The idea that schools could persuade kids to eat better without making a single change to their cafeteria menus may sound like pie in the sky, but its proponents have some data to back them up. After analyzing the eating habits of 1,001 elementary and middle school students in Boston-area schools, researchers found that the more time students had to finish their lunches, the more fruits and vegetables they ate and the more milk they drank.
One of the six schools that participated in the Modifying Eating and Lifestyles at School – or MEALS – study gave students as little as 20 minutes for lunch. Some of that time had to be spent getting to the cafeteria and standing in line when they got there. By the time they finally sat down with their trays, some kids had only 10 minutes to eat.
Of the other five schools in the study, two had a 25-minute lunch period and three set aside 30 minutes for the midday meal. The actual time to eat ranged from 10 minutes to 33 minutes (some teachers let their students go to lunch a little early), with an average eating time of 23.9 minutes.
The researchers, from Merrimack College in Massachusetts, the Harvard T.H. Chan School of Public Health and a Boston-based nonprofit called Project Bread, noticed two distinct trends.
First, the less time kids had to eat, the less likely they were to put fruit on their cafeteria trays. In schools where students had at least 25 minutes for lunch, 57% of kids chose a serving of fruit as part of their lunch. But when they had less than 20 minutes, only 44% selected fruit. Even kids with 20 to 24 minutes to eat opted for fruit only 47% of the time.
The study didn't prove that short lunch periods caused kids to skip fruit, but the researchers said they doubted this was a coincidence. It's likely that some of the students who were strapped for time went right by the fruit because they were "trying to rush through the lunch line to maximize their amount of time to eat," they wrote. "It is also possible that these students recognized they would have less time to eat and therefore only selected foods they were likely to consume."

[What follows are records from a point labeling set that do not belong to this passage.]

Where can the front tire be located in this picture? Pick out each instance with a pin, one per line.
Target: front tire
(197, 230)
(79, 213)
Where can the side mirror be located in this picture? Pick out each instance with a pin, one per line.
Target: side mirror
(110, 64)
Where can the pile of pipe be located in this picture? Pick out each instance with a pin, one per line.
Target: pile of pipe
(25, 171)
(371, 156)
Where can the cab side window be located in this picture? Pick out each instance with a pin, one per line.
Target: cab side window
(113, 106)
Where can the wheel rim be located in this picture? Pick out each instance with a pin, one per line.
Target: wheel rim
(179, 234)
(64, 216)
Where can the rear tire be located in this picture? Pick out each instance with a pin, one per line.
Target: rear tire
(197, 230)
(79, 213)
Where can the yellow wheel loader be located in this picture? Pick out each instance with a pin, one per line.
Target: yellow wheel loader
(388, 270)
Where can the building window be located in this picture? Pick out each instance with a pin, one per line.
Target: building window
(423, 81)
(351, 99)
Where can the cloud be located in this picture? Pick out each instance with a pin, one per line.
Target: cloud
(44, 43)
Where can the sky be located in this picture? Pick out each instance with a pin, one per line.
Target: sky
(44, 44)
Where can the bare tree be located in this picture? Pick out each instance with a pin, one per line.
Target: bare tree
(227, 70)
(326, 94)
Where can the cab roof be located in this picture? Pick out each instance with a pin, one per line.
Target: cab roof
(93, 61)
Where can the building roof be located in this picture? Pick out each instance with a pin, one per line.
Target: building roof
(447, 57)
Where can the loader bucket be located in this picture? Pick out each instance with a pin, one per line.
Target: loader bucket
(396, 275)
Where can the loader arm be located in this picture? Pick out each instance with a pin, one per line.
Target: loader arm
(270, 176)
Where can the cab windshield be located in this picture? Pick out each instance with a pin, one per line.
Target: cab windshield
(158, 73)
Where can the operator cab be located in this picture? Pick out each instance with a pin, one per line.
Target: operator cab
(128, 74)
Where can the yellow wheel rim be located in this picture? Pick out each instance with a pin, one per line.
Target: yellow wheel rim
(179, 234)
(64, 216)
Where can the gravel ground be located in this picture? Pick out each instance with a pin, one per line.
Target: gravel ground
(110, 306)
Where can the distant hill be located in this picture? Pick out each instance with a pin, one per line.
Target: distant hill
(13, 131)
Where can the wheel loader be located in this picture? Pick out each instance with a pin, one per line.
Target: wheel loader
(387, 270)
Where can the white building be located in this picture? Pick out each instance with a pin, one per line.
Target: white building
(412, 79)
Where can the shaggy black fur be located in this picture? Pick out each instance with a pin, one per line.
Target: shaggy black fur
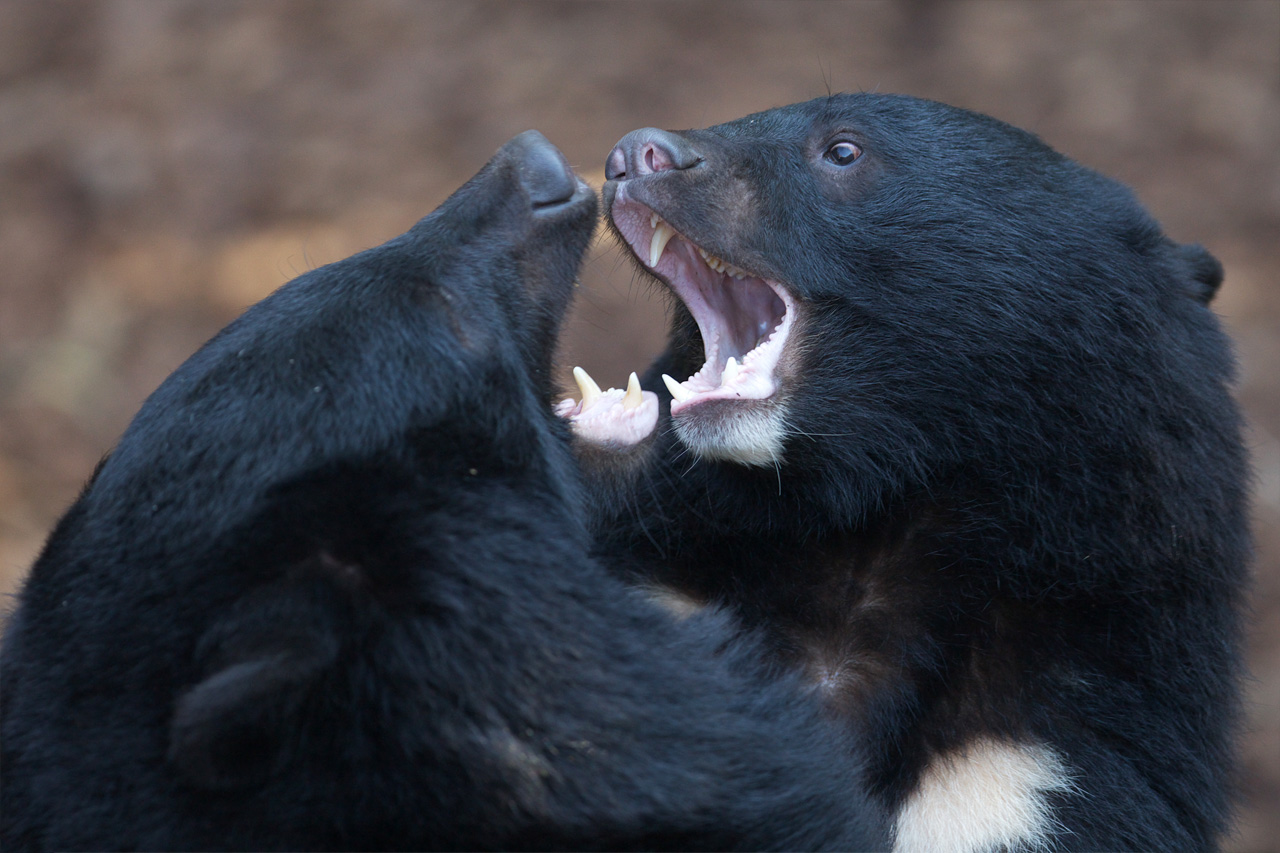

The other obvious trend was that the longer kids sat at their lunch tables, the more food they consumed.
To figure this out, research assistants spied on kids when they left the lunch line, recording exactly what food they put on their trays and the exact time they headed to their tables. When the lunch period was over, the researchers collected the trays and weighed the food that was left.
Across the board, students prioritized eating their entrees. If they had at least 25 minutes to eat, they consumed 77% of their main dish, on average; if they had 20 to 24 minutes, they ate 70% of their entrees; and if they had less than 20 minutes, they finished 64% of their entrees.
However, more time in the cafeteria meant more time to round out the meal with healthful side dishes. The kids with the longest lunch periods ate 47% of their vegetables and drank 73% of their milk, on average. By comparison, the kids with the shortest lunches ate only 35% of their vegetables and drank only 62% of their milk, on average.
"A 30-minute lunch period would enable most students to have a sufficient amount of seated time in cafeterias, taking into account travel time to the cafeteria and waiting in line for food," they wrote. If lunch periods can't be lengthened, they added, schools could still maximize student eating time by adding more serving lines, implementing automated payment systems or taking other measures to make their cafeterias more efficient.
The findings were published Friday in the Journal of the Academy of Nutrition and Dietetics.